You'll then have to tell QA how to access this vocabulary when being called from the JSON api path (/authorities/local/search/:authority). To do so, you'll need to append the config/initializers/local_authorities.rb file with the following:

Qa::Authorities::Local.register_subauthority(
  <authority_name>, 
  'Qa::Authorities::Local::TableBasedAuthority'
)

add remote authority data

  • questioning_authority out of the box

Out of the box questioning_authority supports:

  • CrossRef
    • funders
    • journals
  • GeoNames
  • Getty
    • aat
    • tgn
    • ulan
  • Library of Congress
    • actionsGranted
    • agentType
    • childrensSubjects
    • classification
    • countries
    • ethnographicTerms
    • genreForms
    • geographicAreas
    • graphicMaterials
    • iso639-1
    • iso639-2
    • iso639-5
    • languages
    • names
    • organizations
    • performanceMediums
    • preservation
    • relators
    • subjects
  • MeSH
  • OCLC FAST
  • OCLC TS
  • TGN languages

To extend that list with another source, follow the instructions on the questioning_authority readme.

update records/edit_fields partial

The following instructions are for setting up an autocomplete text input for fields. For fields with <= 15 terms, a <select> style input may be preferable. See below for a guide.

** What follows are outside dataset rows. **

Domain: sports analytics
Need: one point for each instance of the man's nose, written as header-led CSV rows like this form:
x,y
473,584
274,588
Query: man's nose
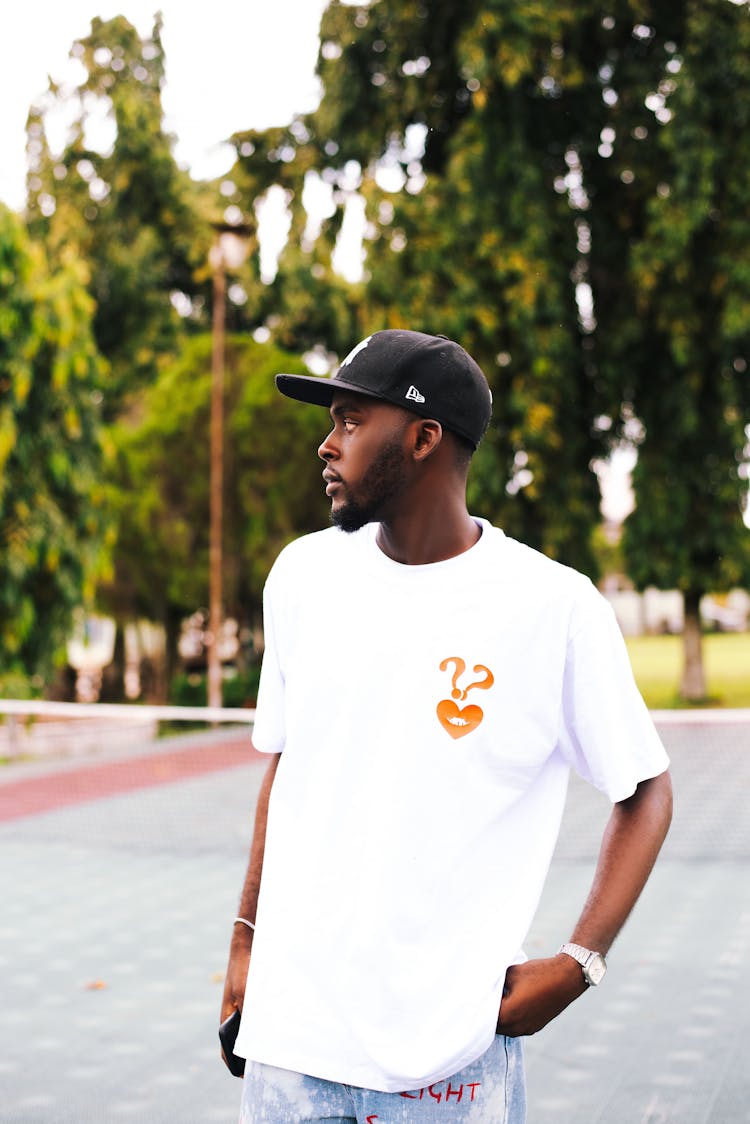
x,y
327,450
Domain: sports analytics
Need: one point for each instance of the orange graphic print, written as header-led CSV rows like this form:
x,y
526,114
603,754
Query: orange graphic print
x,y
460,721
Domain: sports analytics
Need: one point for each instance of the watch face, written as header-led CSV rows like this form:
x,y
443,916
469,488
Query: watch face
x,y
595,969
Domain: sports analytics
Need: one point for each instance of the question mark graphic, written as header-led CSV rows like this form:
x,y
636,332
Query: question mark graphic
x,y
482,685
460,668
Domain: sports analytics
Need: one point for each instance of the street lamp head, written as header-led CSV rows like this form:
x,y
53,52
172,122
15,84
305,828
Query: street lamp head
x,y
231,245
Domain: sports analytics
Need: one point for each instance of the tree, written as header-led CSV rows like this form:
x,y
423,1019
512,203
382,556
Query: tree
x,y
560,188
684,355
133,215
160,477
53,524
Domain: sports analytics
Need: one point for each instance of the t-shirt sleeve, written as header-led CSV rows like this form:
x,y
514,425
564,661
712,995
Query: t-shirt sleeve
x,y
269,731
606,732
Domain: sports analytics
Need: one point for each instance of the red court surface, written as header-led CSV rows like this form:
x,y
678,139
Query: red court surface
x,y
33,795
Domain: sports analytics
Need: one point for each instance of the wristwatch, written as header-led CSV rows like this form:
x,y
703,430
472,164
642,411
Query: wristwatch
x,y
593,963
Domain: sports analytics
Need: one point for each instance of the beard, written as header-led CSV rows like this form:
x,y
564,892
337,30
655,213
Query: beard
x,y
381,482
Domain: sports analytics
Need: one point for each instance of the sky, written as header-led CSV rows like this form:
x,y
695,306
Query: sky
x,y
234,64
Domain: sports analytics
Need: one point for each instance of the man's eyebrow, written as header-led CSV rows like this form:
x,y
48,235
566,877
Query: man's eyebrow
x,y
350,406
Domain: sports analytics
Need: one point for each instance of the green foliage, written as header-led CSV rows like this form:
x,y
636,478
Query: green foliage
x,y
689,282
516,160
236,690
133,215
160,482
52,513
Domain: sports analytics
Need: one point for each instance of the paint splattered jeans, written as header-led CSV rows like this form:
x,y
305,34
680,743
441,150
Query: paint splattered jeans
x,y
490,1090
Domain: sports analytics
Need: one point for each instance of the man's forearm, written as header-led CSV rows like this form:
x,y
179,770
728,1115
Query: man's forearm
x,y
252,884
242,936
539,990
630,845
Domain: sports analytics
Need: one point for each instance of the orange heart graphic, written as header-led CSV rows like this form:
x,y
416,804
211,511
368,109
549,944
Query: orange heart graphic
x,y
458,722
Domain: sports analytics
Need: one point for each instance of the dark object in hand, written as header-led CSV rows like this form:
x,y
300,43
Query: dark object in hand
x,y
227,1038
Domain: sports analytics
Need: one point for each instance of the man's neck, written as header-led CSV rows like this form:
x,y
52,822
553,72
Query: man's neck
x,y
422,538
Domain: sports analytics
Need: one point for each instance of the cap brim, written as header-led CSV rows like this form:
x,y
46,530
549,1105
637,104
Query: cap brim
x,y
310,388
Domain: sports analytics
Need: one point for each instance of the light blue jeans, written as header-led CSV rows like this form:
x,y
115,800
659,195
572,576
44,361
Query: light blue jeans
x,y
490,1090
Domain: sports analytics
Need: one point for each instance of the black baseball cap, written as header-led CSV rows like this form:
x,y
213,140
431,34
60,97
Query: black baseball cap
x,y
431,375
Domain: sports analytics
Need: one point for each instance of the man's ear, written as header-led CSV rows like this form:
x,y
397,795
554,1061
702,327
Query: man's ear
x,y
427,437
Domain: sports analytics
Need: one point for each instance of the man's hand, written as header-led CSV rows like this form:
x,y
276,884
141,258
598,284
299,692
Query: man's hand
x,y
236,973
536,991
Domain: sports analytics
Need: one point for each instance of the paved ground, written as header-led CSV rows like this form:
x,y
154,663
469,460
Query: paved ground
x,y
117,895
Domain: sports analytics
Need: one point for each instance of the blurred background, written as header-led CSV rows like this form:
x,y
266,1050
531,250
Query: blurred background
x,y
191,208
192,202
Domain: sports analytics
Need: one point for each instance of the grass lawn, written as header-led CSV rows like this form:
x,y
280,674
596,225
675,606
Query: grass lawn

For the most part, the same partial will be used for any of the below types of inputs. This looks like:

<%# app/views/records/edit_fields/_your_field.html.erb %>
<%=
  f.input key,
  as: :input_type
  input_html: {
    class: 'form-control',
    data: {
      'autocomplete-url' => '/authorities/search/<name>',
      'autocomplete' => key,
    },
  },
  wrapper_html: {
    data: {
      'autocomplete-url' => '/authorities/search/<name>',
      'field-name' => key
    }
  },
  required: f.object.required?(key)
%>

The options for as: are as follows

key uses
:controlled_vocabulary for vocabularies that return RDF URIs as ids
:local_controlled_vocabulary for local vocabularies whose id differs from the labels
:multi_value for plain text values that need a simple autocomplete

:controlled_vocabulary

These inputs are handy for external vocabularies whose id values are RDF URIs. An example payload from this kind of endpoint would look like:

[
  {
    "id": "http://id.loc.gov/vocabulary/languages/fre",
    "label": "French"
  }
]

To use this input, you'll need to do some setup on the WorkModel:

  1. give the property a class_name that knows how to produce a Solr-izable label.
  2. call the method to allow ActiveFedora::Base to handle nested attributes for the property
# app/models/work.rb
class Work < ActiveFedora::Base
  # ...
  # 1)
  property :keyword, predicate: 'http://some/uri',
                     class_name: Spot::ControlledVocabularies::Base do |index|
    index.as :symbol
  end

  # ...
  # 2)
  id_blank = proc { |attributes| attributes[:id].blank? }
  accepts_nested_attributes_for :keyword, reject_if: id_blank, allow_destroy: true
end

Spot::ControlledVocabularies::Base chooses the first @en label among the following properties:

  • RDF::Vocab::SKOS.prefLabel
  • RDF::Vocab::DC.title
  • RDF::RDFS.label
  • RDF::Vocab::SKOS.altLabel
  • RDF::Vocab::SKOS.hiddenLabel
  • RDF::Vocab::GEONAMES.name

This label is then cached in the application database as an RdfLabel, which should help prevent multiple trips to fetch the same label. Because this is a plain-ol' ActiveRecord::Base object with timestamps, you can pretty easily clear out old items:

RdfLabel.where('created_at < ?', 30.days.ago).destroy_all

and the next time an item is indexed, it will fetch the label from the source.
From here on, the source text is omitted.